It was breakfast time. Each morning, the giraffe come to the house and poke their heads through the open windows hoping for a treat, before heading back to their forest sanctuary. We were able to feed the long-necked creatures straight from our breakfast table, and, later, even through our bedroom window.
Having a big horse-like head, long inquisitive tongue and mascara-like eyelashes up close and personal is utterly amazing. I was smitten! We learnt later that many famous guests – including Mick Jagger, Brooke Shields and Richard Branson – had been similarly entranced by the experience.
Part of the estate is given over to the Giraffe Centre, run by the African Fund for Endangered Wildlife (AFEW), a charitable organisation set up by Jock Leslie-Melville. We visited there one afternoon to find out more.
The centre was established as a core breeding site for Rothschild’s giraffe, which are then reintroduced into parks and conservancies around Kenya. The giraffe are named after individuals who’ve contributed significantly (whether financially or otherwise) to the work of AFEW, such as Lynn, named after author and journalist Lynn Sherr, who wrote a book about giraffe.

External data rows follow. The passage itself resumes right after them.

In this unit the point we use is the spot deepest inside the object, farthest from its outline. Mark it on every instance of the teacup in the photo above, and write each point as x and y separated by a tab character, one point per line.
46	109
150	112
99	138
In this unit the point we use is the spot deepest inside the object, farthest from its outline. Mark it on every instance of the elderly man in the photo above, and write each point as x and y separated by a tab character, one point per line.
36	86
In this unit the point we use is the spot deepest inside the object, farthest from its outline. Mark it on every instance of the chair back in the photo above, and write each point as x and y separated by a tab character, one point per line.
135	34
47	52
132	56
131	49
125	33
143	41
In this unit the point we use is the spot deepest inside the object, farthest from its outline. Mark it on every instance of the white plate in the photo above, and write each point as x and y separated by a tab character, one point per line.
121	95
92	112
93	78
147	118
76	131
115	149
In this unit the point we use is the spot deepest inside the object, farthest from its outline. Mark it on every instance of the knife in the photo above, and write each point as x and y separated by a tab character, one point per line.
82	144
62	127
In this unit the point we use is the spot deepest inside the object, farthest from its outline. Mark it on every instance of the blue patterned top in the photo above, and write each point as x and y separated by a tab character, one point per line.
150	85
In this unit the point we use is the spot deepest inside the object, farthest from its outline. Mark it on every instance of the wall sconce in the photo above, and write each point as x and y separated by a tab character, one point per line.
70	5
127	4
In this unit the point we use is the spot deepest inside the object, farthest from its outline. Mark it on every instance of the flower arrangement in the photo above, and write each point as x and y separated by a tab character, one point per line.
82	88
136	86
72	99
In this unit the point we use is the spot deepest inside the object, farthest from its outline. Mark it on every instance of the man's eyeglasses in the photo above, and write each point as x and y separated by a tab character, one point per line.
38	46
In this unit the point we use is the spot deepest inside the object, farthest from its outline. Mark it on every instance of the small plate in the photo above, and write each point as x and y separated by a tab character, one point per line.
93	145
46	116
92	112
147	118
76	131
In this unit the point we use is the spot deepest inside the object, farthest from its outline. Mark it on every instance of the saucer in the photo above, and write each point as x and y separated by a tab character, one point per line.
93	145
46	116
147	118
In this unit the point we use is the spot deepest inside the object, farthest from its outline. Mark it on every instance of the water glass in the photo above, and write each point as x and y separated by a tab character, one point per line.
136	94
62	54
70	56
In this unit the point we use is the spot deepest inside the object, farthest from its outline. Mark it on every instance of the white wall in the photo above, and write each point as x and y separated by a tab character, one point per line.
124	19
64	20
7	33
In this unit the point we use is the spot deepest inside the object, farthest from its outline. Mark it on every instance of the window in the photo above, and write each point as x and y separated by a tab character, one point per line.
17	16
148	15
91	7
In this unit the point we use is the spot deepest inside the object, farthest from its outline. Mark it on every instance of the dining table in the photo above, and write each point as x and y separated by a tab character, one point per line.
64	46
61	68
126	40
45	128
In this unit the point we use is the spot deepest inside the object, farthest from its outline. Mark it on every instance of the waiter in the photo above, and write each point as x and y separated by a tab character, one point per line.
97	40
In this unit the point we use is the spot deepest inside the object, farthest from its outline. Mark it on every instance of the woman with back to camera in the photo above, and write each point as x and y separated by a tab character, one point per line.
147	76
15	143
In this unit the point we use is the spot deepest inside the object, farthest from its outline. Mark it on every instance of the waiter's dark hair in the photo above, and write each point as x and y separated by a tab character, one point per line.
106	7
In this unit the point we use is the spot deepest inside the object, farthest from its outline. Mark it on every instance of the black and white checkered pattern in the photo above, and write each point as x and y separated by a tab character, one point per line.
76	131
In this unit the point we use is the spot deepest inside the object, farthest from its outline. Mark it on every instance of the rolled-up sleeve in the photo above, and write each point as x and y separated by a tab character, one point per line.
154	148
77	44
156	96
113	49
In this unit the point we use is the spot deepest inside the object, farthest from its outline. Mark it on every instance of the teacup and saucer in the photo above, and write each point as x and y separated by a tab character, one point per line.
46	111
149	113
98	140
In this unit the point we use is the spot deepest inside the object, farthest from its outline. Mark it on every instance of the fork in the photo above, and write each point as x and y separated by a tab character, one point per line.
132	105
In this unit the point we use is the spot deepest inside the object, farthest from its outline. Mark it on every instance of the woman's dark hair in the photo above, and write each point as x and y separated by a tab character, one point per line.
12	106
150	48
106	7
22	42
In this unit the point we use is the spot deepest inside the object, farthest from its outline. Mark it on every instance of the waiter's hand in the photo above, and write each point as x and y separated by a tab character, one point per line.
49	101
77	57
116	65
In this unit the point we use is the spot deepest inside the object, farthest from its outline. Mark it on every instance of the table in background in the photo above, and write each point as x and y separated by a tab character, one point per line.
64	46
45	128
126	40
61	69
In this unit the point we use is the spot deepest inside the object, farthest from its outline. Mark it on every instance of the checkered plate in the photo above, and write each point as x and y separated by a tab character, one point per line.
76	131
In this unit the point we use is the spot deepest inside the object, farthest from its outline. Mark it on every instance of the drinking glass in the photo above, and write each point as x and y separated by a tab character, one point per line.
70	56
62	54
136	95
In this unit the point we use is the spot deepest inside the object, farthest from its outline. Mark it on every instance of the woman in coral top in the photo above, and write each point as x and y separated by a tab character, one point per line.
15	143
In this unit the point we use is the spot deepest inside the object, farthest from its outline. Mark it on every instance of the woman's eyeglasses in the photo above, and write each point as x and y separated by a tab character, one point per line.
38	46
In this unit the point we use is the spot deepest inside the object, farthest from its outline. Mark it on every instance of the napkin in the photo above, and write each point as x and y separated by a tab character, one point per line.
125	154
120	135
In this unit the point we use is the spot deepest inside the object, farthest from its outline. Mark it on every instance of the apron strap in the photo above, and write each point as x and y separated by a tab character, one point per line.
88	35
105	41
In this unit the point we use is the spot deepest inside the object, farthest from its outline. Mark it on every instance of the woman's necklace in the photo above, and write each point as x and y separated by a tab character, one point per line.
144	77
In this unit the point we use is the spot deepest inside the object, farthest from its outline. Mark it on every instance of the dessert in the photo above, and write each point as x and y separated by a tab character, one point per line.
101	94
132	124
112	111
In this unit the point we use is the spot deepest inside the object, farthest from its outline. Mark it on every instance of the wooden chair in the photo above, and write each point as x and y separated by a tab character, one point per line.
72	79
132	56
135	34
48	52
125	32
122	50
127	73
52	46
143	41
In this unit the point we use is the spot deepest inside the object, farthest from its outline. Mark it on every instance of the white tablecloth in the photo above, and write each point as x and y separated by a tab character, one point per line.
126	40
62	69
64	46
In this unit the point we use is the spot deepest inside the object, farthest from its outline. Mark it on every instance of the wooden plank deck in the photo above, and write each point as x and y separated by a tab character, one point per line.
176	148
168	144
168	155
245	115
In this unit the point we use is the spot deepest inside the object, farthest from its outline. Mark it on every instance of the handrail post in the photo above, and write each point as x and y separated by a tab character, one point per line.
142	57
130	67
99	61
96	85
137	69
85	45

The Giraffe Centre is a non-profit organisation whose main objective is to provide conservation education for school children and the youth of Kenya. All education programmes are offered free of charge. The Giraffe Centre derives 90% of its funds from entrance fees and sales in the gift shop and teahouse.
‘Apart from breeding, we also offer ecology trips, trainers’ workshops, and national environmental competitions, and we produce resource materials,’ said our guide as he showed us around the centre.
Back at the manor, we were just in time to catch the leggy beauties arriving for a spot of afternoon tea with the guests. I was first in line to give them a few nibbles, my smile as broad as their tongues were long!